Önümüzdeki dönemde dijital veri tabanlarının çeşitlendirilmesi ve kapsamının genişletilmesi öncelikli hedefler arasında bulunuyor. Kataloglama faaliyetleri ise bu sürecin temel yapı taşlarından biri olarak görülüyor. Rami Kütüphanesi, Milli Kütüphane ve Beyazıt Devlet Kütüphanesi arasında sağlanan entegrasyon sayesinde, standartlaştırılmış bibliyografik veri setleri oluşturuluyor. 2023’te 68 bin olan kataloglama sayısının, 2024 sonunda 175 bine ulaşması bu alandaki ivmeyi ortaya koyuyor. Derleme faaliyetlerinde ise 119 bin elektronik ve basılı kitabın sisteme kazandırılması, Cumhuriyet tarihinin en yüksek rakamları arasında yer alıyor.

Kütüphane: Okurdan Üreticiye Uzanan Bir Mekân
Taner Beyoğlu’nun altını çizdiği temel vizyon, kütüphanelerin bilgiyi yalnızca tüketen değil, aynı zamanda üreten bireyler yetiştiren mekânlar hâline gelmesi. Bu doğrultuda kütüphanelerde robotik kodlama atölyeleri, bilim ve deney alanları, geleneksel el sanatları atölyeleri ve bilişim sınıfları kuruluyor. Ücretsiz internet erişimi ve dijital kaynaklara açık altyapı, bu üretim odaklı yaklaşımı destekliyor.
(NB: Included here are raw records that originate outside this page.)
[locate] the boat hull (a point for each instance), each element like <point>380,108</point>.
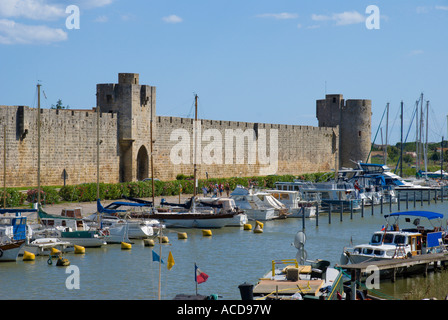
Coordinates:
<point>87,239</point>
<point>10,251</point>
<point>260,215</point>
<point>298,212</point>
<point>193,220</point>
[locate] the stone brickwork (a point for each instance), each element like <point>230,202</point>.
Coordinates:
<point>230,148</point>
<point>68,141</point>
<point>128,110</point>
<point>353,117</point>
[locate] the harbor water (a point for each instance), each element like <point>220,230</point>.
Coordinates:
<point>230,257</point>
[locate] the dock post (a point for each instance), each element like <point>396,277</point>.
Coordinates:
<point>353,284</point>
<point>351,209</point>
<point>329,213</point>
<point>362,208</point>
<point>407,199</point>
<point>303,218</point>
<point>421,198</point>
<point>381,203</point>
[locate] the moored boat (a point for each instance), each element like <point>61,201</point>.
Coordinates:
<point>393,242</point>
<point>13,234</point>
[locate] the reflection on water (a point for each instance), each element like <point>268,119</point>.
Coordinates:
<point>230,257</point>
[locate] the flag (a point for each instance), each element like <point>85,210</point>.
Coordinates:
<point>156,257</point>
<point>171,262</point>
<point>199,276</point>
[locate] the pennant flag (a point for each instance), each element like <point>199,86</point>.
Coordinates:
<point>199,276</point>
<point>156,257</point>
<point>171,262</point>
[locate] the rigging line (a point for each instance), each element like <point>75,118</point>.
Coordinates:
<point>373,143</point>
<point>409,129</point>
<point>393,124</point>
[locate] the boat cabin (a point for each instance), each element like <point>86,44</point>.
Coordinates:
<point>414,241</point>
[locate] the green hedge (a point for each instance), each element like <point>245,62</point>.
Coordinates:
<point>111,191</point>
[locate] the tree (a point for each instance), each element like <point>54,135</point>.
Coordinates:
<point>59,105</point>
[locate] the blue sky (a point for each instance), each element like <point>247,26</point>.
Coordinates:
<point>248,60</point>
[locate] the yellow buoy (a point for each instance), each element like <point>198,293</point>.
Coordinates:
<point>164,239</point>
<point>148,242</point>
<point>126,246</point>
<point>62,262</point>
<point>258,229</point>
<point>28,256</point>
<point>206,233</point>
<point>55,251</point>
<point>182,235</point>
<point>80,249</point>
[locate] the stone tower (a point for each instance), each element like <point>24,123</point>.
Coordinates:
<point>353,117</point>
<point>134,105</point>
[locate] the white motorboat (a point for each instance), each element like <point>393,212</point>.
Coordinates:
<point>43,246</point>
<point>259,206</point>
<point>225,205</point>
<point>12,233</point>
<point>73,230</point>
<point>296,205</point>
<point>135,228</point>
<point>396,243</point>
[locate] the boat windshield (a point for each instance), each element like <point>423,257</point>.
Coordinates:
<point>400,239</point>
<point>387,238</point>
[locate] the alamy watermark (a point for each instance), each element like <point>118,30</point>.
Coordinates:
<point>73,280</point>
<point>228,149</point>
<point>373,20</point>
<point>73,20</point>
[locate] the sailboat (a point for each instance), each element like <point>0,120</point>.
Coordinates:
<point>191,215</point>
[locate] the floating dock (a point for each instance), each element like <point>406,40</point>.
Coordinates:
<point>420,264</point>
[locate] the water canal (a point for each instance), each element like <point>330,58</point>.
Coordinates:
<point>230,257</point>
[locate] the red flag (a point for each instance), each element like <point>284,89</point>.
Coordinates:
<point>199,276</point>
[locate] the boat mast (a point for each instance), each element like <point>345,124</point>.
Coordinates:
<point>195,138</point>
<point>152,157</point>
<point>401,152</point>
<point>4,166</point>
<point>387,126</point>
<point>426,141</point>
<point>38,144</point>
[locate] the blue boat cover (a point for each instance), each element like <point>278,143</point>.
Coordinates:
<point>426,214</point>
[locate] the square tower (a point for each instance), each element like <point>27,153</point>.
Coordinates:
<point>135,106</point>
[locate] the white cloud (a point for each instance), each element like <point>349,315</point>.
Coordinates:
<point>344,18</point>
<point>279,16</point>
<point>416,52</point>
<point>101,19</point>
<point>31,9</point>
<point>172,19</point>
<point>16,33</point>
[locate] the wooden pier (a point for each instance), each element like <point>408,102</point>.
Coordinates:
<point>390,269</point>
<point>420,264</point>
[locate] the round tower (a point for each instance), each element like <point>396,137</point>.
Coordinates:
<point>355,132</point>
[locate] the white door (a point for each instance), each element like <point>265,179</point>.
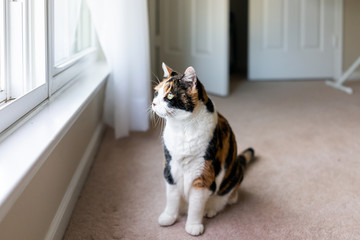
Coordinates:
<point>291,39</point>
<point>195,33</point>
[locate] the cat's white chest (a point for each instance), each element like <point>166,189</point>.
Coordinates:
<point>187,145</point>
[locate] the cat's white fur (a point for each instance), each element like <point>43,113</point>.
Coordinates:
<point>187,136</point>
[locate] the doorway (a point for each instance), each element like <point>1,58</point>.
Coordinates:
<point>239,38</point>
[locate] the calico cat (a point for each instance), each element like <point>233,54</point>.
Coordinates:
<point>202,169</point>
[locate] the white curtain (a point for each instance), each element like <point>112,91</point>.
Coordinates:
<point>123,30</point>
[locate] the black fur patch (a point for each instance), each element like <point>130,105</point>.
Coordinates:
<point>217,166</point>
<point>230,182</point>
<point>242,160</point>
<point>167,169</point>
<point>200,88</point>
<point>230,155</point>
<point>213,187</point>
<point>210,106</point>
<point>211,150</point>
<point>182,100</point>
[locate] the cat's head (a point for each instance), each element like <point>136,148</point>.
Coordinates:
<point>178,95</point>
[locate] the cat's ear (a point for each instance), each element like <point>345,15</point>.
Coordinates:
<point>167,70</point>
<point>190,75</point>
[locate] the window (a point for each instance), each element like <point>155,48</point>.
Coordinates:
<point>2,54</point>
<point>40,51</point>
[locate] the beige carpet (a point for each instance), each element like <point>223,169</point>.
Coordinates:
<point>305,184</point>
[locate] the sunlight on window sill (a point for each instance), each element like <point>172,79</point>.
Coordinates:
<point>26,146</point>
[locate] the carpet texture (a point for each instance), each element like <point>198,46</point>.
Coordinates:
<point>305,183</point>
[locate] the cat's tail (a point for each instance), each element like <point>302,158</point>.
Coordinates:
<point>246,157</point>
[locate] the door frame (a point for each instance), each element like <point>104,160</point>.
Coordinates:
<point>153,6</point>
<point>338,38</point>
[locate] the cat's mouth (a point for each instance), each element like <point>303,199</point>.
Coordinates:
<point>163,113</point>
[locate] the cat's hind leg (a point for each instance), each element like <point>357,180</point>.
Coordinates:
<point>171,212</point>
<point>197,200</point>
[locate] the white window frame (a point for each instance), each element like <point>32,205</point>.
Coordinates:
<point>13,110</point>
<point>2,53</point>
<point>55,76</point>
<point>65,72</point>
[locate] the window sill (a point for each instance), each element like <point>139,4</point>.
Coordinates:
<point>23,152</point>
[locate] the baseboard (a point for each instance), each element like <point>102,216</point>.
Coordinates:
<point>354,76</point>
<point>63,214</point>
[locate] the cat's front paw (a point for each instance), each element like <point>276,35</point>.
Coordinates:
<point>194,229</point>
<point>166,219</point>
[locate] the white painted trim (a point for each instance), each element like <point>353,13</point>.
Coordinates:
<point>339,35</point>
<point>19,167</point>
<point>354,76</point>
<point>62,217</point>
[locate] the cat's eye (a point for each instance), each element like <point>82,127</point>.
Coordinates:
<point>170,96</point>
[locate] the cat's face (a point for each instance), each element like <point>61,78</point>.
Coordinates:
<point>176,95</point>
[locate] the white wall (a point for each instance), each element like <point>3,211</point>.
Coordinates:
<point>351,36</point>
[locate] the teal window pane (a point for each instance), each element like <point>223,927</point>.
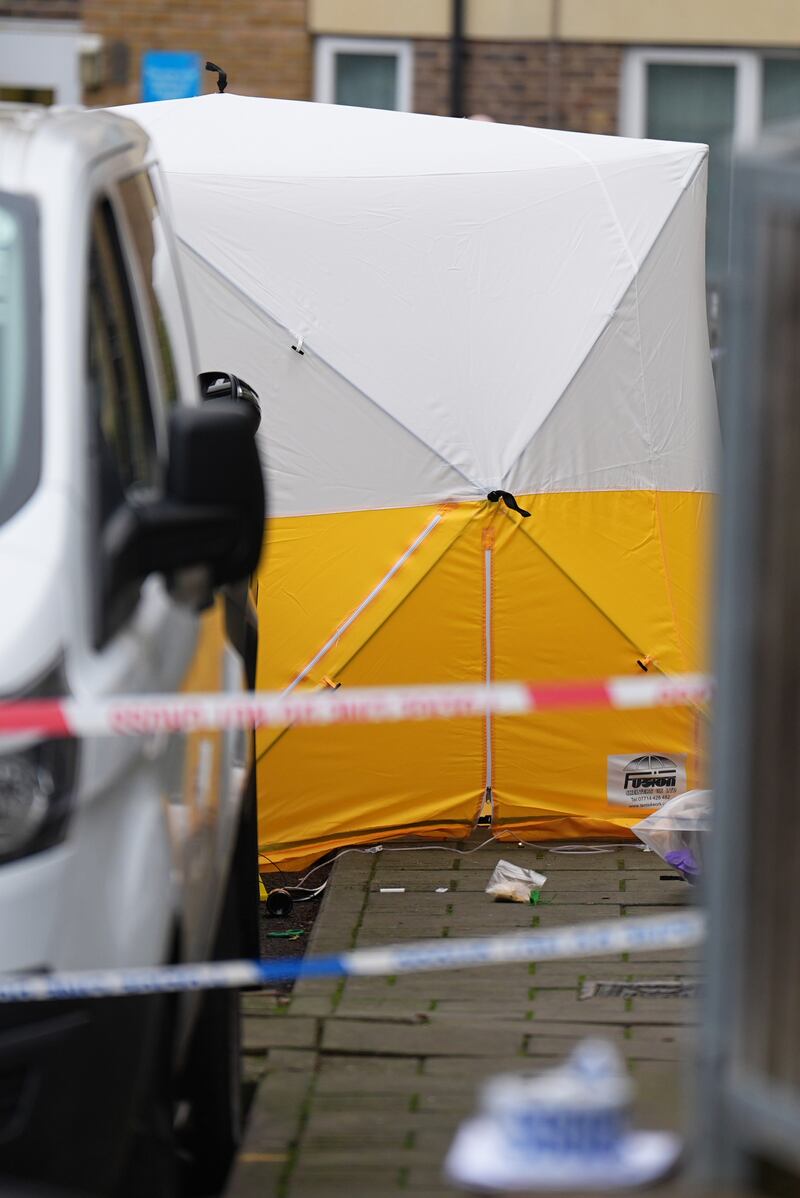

Beyoğlu’nun ifadesiyle hedef, kütüphaneyi ev ve iş yerinden sonra insanların en çok vakit geçirdiği “üçüncü mekân” olarak kurgulamak. Bu yaklaşım, kütüphaneciliği yalnızca kültürel bir hizmet alanı olmaktan çıkararak, toplumsal yaşamın merkezinde yer alan çok yönlü bir kamusal kurum hâline getiriyor.